What we could do with is a freedom of information request of a breakdown of the types of problems people are going to A & E with.

expatinscotland · 07/01/2015 09:52

Stealth privatisation of urgent care centres.

MrsTawdry · 07/01/2015 09:53

It's because the powers that be are trying to destroy our NHS. That's why. And they'e succeeding the fucking bastards.

yeastextractpowder · 07/01/2015 09:53

Most of it has been said. Older population, cut backs, increased demands on GP often for non medical issues. The whole NHS is full; Gps, outpatients, hospitals, social services. Hospitals have had enough working at capacity and so have declared major incidents, to get heard and to shift the responsibility up to the government. If GPs could declare major incidents, they would be to.

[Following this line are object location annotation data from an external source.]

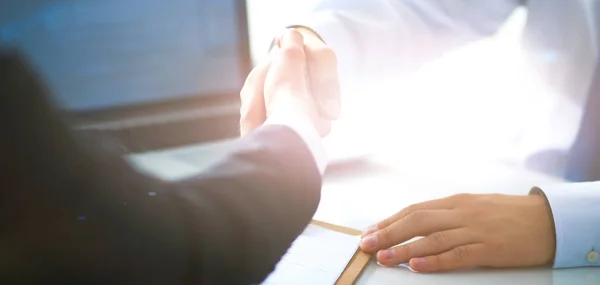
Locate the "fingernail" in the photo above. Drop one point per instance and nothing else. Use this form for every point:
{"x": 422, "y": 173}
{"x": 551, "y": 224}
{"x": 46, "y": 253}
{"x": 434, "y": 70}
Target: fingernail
{"x": 332, "y": 106}
{"x": 415, "y": 262}
{"x": 370, "y": 242}
{"x": 386, "y": 254}
{"x": 369, "y": 230}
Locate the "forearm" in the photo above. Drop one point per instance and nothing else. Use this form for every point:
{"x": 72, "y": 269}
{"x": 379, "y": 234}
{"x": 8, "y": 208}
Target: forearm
{"x": 252, "y": 206}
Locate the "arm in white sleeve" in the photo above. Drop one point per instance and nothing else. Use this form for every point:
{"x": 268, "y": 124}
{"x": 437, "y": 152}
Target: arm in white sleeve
{"x": 379, "y": 35}
{"x": 306, "y": 130}
{"x": 576, "y": 211}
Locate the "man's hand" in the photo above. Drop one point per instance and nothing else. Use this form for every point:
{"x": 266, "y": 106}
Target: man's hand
{"x": 466, "y": 231}
{"x": 319, "y": 76}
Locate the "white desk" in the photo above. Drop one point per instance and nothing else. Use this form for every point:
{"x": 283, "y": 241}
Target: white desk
{"x": 360, "y": 195}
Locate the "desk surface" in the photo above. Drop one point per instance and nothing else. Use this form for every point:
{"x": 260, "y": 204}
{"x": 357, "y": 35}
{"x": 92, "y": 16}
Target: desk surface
{"x": 359, "y": 194}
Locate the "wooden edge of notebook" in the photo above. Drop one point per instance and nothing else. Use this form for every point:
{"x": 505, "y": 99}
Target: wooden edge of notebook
{"x": 358, "y": 262}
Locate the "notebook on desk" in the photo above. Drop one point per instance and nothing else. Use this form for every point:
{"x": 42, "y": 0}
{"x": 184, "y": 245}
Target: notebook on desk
{"x": 323, "y": 254}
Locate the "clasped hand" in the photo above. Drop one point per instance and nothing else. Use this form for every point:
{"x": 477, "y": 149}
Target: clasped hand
{"x": 298, "y": 78}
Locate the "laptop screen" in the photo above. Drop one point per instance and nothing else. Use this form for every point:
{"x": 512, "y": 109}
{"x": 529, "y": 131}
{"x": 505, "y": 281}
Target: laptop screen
{"x": 118, "y": 53}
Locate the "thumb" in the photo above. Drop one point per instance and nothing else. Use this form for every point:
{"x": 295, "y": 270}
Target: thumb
{"x": 288, "y": 66}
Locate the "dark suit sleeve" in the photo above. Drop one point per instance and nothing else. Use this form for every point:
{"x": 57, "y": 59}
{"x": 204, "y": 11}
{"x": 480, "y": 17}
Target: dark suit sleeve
{"x": 75, "y": 212}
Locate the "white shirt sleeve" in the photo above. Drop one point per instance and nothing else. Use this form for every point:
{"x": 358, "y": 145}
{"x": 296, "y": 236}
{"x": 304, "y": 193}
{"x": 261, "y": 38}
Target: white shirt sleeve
{"x": 576, "y": 211}
{"x": 377, "y": 36}
{"x": 306, "y": 130}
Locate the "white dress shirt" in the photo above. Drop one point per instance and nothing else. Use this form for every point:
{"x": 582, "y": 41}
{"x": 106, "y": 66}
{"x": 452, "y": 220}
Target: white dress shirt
{"x": 374, "y": 38}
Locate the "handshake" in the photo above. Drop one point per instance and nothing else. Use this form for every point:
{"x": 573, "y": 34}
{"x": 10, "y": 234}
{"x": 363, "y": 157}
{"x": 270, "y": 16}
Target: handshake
{"x": 299, "y": 78}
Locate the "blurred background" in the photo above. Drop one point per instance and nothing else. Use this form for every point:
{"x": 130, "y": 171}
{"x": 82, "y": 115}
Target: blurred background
{"x": 157, "y": 76}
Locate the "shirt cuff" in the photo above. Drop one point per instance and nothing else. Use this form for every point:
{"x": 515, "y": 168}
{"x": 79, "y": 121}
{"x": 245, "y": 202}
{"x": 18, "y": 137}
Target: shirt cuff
{"x": 576, "y": 211}
{"x": 306, "y": 130}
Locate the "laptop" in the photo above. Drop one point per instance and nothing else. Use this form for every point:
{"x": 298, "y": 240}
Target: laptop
{"x": 149, "y": 73}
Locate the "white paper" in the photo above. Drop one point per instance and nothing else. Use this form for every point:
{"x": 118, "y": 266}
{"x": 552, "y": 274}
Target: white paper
{"x": 317, "y": 257}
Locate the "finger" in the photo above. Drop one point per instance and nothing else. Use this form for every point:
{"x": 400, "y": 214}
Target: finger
{"x": 288, "y": 68}
{"x": 324, "y": 79}
{"x": 438, "y": 204}
{"x": 252, "y": 111}
{"x": 418, "y": 223}
{"x": 433, "y": 244}
{"x": 465, "y": 256}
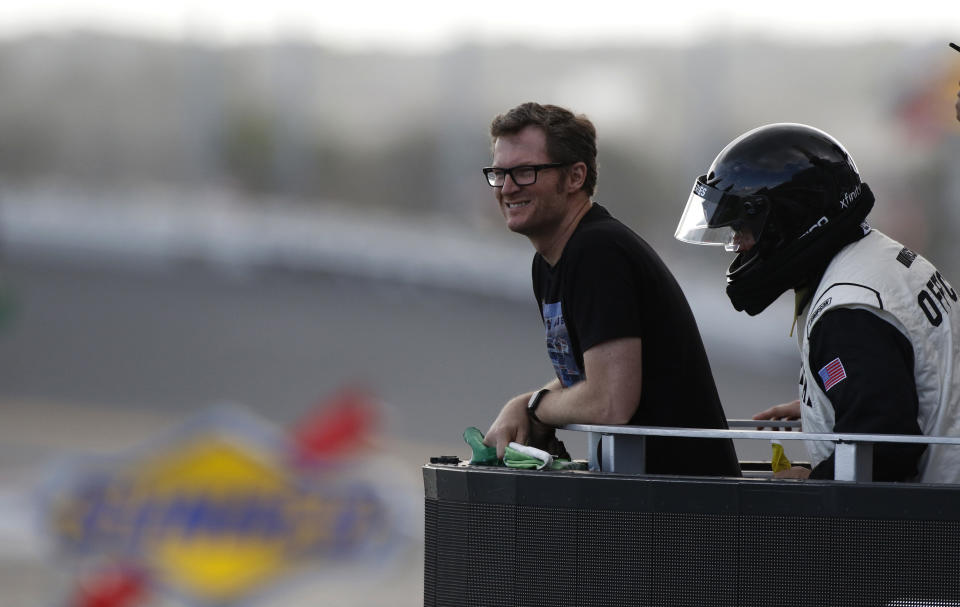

I don't have the solution but it's breaking point for the NHS and it's staff and patients.

MiaowTheCat · 07/01/2015 09:56

This reply has been deleted

Message withdrawn at poster's request.

OddBoots · 07/01/2015 09:56

They need to rewind the 'efficiency savings' that have happened since 2011 when the NHS was found to be one of the most cost efficient health services in the world and public satisfaction with the NHS was at a record high.

MiaowTheCat · 07/01/2015 09:57

This reply has been deleted

Message withdrawn at poster's request.

LarrytheCucumber · 07/01/2015 09:59

General Election coming up. People in Polls regularly say the NHS is their main priority. Therefore gives the media a brilliant opportunity to fill pages of newsprint/fill TV bulletins with tales of the NHS going wrong.
I do think though that (some) people use A and E in particular for things which are not actually emergencies.

Rinoachicken · 07/01/2015 10:00

pausingflatly think that you might have put your finger on the tipping point there, re social care cuts coming to a head.

sleeytea that's a good point, is it a fairly regular occurs car then and we just don't tend to know?